Ragù is a delicious meat-based sauce, commonly served with pasta. However, due to the rising popularity of vegetarianism and veganism, ragù is off the menu for many. That's why we opted to make a vegan version instead, using lentils, as they have a meaty texture. It's full of flavour and so easy to make and you can use whichever type of pasta you would like, but we chose spaghetti. This is sure to be a dinner time favorite, so let's get on with the recipe!
Happy Cooking!
The Chai Home 😋
INGREDIENTS
500g of spaghetti
1x large onion
4x large cloves of garlic (crushed & finely sliced)
3x cups of cooked lentils
700g of passata
2x large pinches of sea salt
2x large pinches of black pepper
2x tsp of dried oregano
2x dried bay leaves
1/2 cup of red wine
2x pinches of sugar
1x tbsp of dark soy sauce
2x tsp of fresh thyme leaves
parmesan cheese for serving
METHOD
Bring a large pan of salted water to the boil and cook your spaghetti as instructed on the packet.
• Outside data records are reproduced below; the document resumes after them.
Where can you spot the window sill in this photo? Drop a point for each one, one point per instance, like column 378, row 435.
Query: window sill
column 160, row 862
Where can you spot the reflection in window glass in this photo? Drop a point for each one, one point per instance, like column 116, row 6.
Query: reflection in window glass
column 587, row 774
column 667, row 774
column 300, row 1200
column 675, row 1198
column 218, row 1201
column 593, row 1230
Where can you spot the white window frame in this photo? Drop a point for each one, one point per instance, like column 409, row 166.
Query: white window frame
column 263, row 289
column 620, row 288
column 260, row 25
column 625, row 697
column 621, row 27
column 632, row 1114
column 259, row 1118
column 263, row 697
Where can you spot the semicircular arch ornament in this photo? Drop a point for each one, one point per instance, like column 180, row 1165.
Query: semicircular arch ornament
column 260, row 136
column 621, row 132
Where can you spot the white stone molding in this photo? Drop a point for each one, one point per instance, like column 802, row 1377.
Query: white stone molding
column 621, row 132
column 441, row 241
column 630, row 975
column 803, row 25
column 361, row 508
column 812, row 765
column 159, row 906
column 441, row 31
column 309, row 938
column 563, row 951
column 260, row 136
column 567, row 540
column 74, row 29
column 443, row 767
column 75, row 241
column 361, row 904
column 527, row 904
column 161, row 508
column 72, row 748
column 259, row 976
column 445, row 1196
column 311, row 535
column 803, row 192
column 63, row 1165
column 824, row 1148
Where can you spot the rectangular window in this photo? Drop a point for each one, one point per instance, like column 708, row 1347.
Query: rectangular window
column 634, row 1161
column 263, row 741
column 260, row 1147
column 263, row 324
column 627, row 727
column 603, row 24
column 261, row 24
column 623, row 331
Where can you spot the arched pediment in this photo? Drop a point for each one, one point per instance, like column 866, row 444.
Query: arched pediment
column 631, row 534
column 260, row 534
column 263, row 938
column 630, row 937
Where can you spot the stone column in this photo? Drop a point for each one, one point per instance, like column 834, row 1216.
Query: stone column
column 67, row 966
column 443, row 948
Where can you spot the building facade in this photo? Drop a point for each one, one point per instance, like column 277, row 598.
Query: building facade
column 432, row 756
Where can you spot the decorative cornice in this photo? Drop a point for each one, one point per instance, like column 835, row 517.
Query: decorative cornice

In a large frying pan or skillet add some olive oil and put on a high heat. Add the onion, garlic and all of the herbs and seasoning. Mix together and cook for a few minutes until the onions have softened.
Add the wine, stir and turn to a medium heat and cook for 2 minutes before adding the soy sauce and passata - mix together well and cook on a medium heat for a few minutes.
Turn to a low heat and mix in the cooked lentils and allow to simmer for 3 - 5 minutes.
Once cooked remove the bay leaves and serve on top of your cooked, drained spaghetti. Top with a generous sprinkling of delicious parmesan cheese and enjoy!